Eisenstein in Guanajuato is the latest film by Peter Greenaway and it’s undeniably his strongest work in years but that’s not saying a whole lot. Greenaway made his name in the ’80s with baroque styled films which often bordered on the surreal and always looked like the work of a master painter instead of a filmmaker. He was once the darling of British cinema but since the late ’90s there has been an increasing dip of quality in his work.
This film however tackles the filmmaker Sergei Eisenstein and his trip to Mexico after he had a miserable experience trying to get films made in Hollywood. Eisenstein is able to get the film ¡Que viva México! off the ground which is bankrolled by the American writer Upton Sinclair but was never completed. Eisenstein went way over budget and shot tons of footage so Sinclair stepped in and took the film and Eisenstein never was able to finish his own edit. The film however focuses on Eisenstein “sexual awakening” in Mexico instead.
Greenaway’s later films are always about two things art and sex and often not much else. He has made many films about painters in the last decade so it was obvious he would do one on a filmmaker at some point. Greenaway considers Eisenstein to the great filmmaker ever since he saw Strike when he was a teenager. However he seems more obsessed with seeing Eisenstein getting anal by his Mexican male host more than showing a second of Eisenstein at work at his unfinished masterpiece.
Eisenstein’s sexuality is known to film scholars but it barely informed his filmmaking style which was all about montage.

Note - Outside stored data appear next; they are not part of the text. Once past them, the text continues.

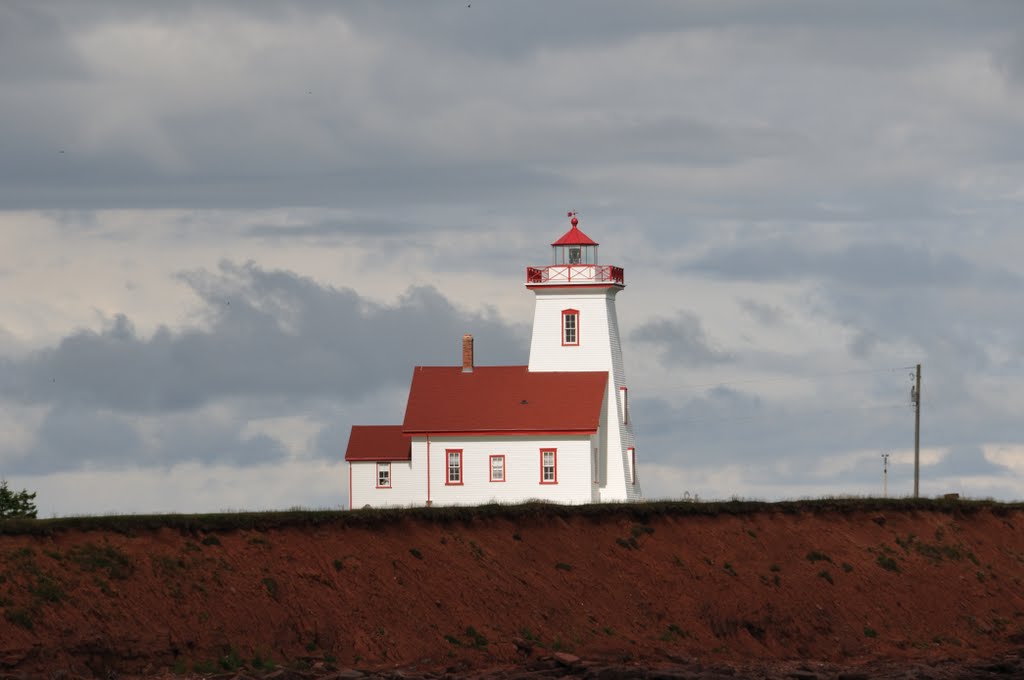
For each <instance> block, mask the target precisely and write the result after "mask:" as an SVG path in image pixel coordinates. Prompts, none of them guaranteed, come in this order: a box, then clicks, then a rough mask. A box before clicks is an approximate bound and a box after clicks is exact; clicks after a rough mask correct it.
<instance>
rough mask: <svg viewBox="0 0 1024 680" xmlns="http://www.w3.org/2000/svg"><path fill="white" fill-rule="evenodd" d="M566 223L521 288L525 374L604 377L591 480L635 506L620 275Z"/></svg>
mask: <svg viewBox="0 0 1024 680" xmlns="http://www.w3.org/2000/svg"><path fill="white" fill-rule="evenodd" d="M568 217H569V218H570V220H569V224H570V228H569V230H568V231H566V232H565V233H563V235H562V236H561V237H560V238H559V239H558V240H557V241H555V242H554V243H552V244H551V264H548V265H542V266H528V267H526V288H527V289H529V290H530V291H532V292H534V294H535V295H536V296H537V300H536V304H535V307H534V333H532V337H531V340H530V344H529V364H528V368H529V371H530V372H551V371H558V372H562V371H602V372H607V374H608V383H607V388H606V393H605V397H604V406H603V413H602V420H603V421H604V423H603V424H604V426H603V427H602V428H601V437H600V441H598V442H597V443H598V445H597V447H596V450H595V453H594V461H593V462H592V466H593V467H594V469H595V482H596V483H597V486H598V487H599V490H600V491H599V496H600V499H601V500H602V501H613V500H637V499H639V498H641V490H640V483H639V480H638V479H637V472H636V443H635V440H634V435H633V419H632V418H631V415H630V403H629V386H628V385H627V383H626V370H625V367H624V364H623V347H622V342H621V341H620V337H618V317H617V315H616V314H615V296H616V295H617V294H618V293H620V292H621V291H622V290H623V289H625V288H626V279H625V272H624V271H623V268H622V267H620V266H614V265H610V264H601V263H600V261H599V259H598V246H599V244H598V243H597V242H596V241H594V240H593V239H591V238H590V237H588V236H587V235H586V233H584V232H583V230H582V229H581V228H580V219H579V218H578V216H577V214H575V213H574V212H570V213H568ZM565 398H566V399H571V398H572V395H571V394H566V395H565Z"/></svg>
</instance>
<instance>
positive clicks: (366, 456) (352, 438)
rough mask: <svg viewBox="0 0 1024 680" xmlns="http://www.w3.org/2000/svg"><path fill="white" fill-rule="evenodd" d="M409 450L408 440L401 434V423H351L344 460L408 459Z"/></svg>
mask: <svg viewBox="0 0 1024 680" xmlns="http://www.w3.org/2000/svg"><path fill="white" fill-rule="evenodd" d="M410 452H411V449H410V440H409V437H407V436H403V435H402V433H401V425H352V433H351V434H349V435H348V449H347V450H345V460H346V461H408V460H410V458H411V454H410Z"/></svg>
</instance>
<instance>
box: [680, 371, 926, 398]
mask: <svg viewBox="0 0 1024 680" xmlns="http://www.w3.org/2000/svg"><path fill="white" fill-rule="evenodd" d="M914 368H915V367H913V366H898V367H894V368H889V369H858V370H851V371H834V372H826V373H812V374H806V375H802V376H787V377H777V378H756V379H752V380H727V381H723V382H717V383H703V384H695V385H680V386H677V388H676V389H674V390H673V391H677V392H691V391H697V390H700V389H706V388H709V387H728V386H730V385H754V384H761V383H777V382H807V381H808V380H813V379H815V378H831V377H836V376H852V375H867V374H873V373H896V372H897V371H907V370H910V371H912V370H913V369H914Z"/></svg>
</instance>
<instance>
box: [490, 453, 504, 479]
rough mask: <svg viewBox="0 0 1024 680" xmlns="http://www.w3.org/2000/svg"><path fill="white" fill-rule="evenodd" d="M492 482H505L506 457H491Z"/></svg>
mask: <svg viewBox="0 0 1024 680" xmlns="http://www.w3.org/2000/svg"><path fill="white" fill-rule="evenodd" d="M490 481H505V457H504V456H492V457H490Z"/></svg>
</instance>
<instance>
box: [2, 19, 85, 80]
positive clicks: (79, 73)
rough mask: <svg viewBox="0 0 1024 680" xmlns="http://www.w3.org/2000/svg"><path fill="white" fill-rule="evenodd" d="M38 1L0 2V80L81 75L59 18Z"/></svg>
mask: <svg viewBox="0 0 1024 680" xmlns="http://www.w3.org/2000/svg"><path fill="white" fill-rule="evenodd" d="M42 5H43V3H37V2H24V1H18V0H14V2H5V3H3V4H0V83H8V84H10V83H18V82H27V81H35V82H39V81H49V80H70V79H76V78H80V77H82V76H84V75H85V70H84V69H83V68H82V66H81V61H80V58H81V57H80V55H78V54H77V53H76V52H75V50H74V49H73V48H72V47H71V45H70V44H69V42H70V40H69V38H70V36H69V35H68V34H67V32H66V31H65V29H63V26H62V25H61V23H60V20H59V19H58V18H57V17H56V16H55V15H54V14H53V13H51V12H48V11H46V9H44V8H43V6H42Z"/></svg>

Battleship Potemkin is probably his most “queer” film because after all it is about sailors and he did shoot the male body with a slight fetishistic desire. The Pet Shop Boys also did a much celebrated score for Battleship Potemkin as well. However his life and filmmaking is so fascinating itself it doesn’t really make sense to focus on his sexual life which till this trip was pretty much non-existent. He would on his return to Russia marry a woman as well.
Despite some flaws it’s not without merits and has a strong lead performance by Elmer Bäck with hair so uneven it gives Tim Burton’s a run for its money. It’s totally exaggerated and falls somewhat into caricature but it’s an impressionist biopic than biography so it’s works in the long run. Given it’s Greenaway it’s designed to an inch of its life and contains beautiful use of fish-eye lenses which warp the sets. Greenaway also uses montage, black and white, photographs and even triptych split-screens and it’s varies from the inspired to pure self-indulgence.
It’s a fascinating film which at points reaches the sublime but ultimate disappoints but it certainly has more of narrative hook than Greenaway’s other recent output. However it seems like his more interested in his typical orgy of sex and art than paying tribute to one of his cinematic heroes. The disc’s special features include an interview with Greenaway and another with Elmer Bäck and Luis Alberti who plays Eisenstein’s host Palomino Cañedo.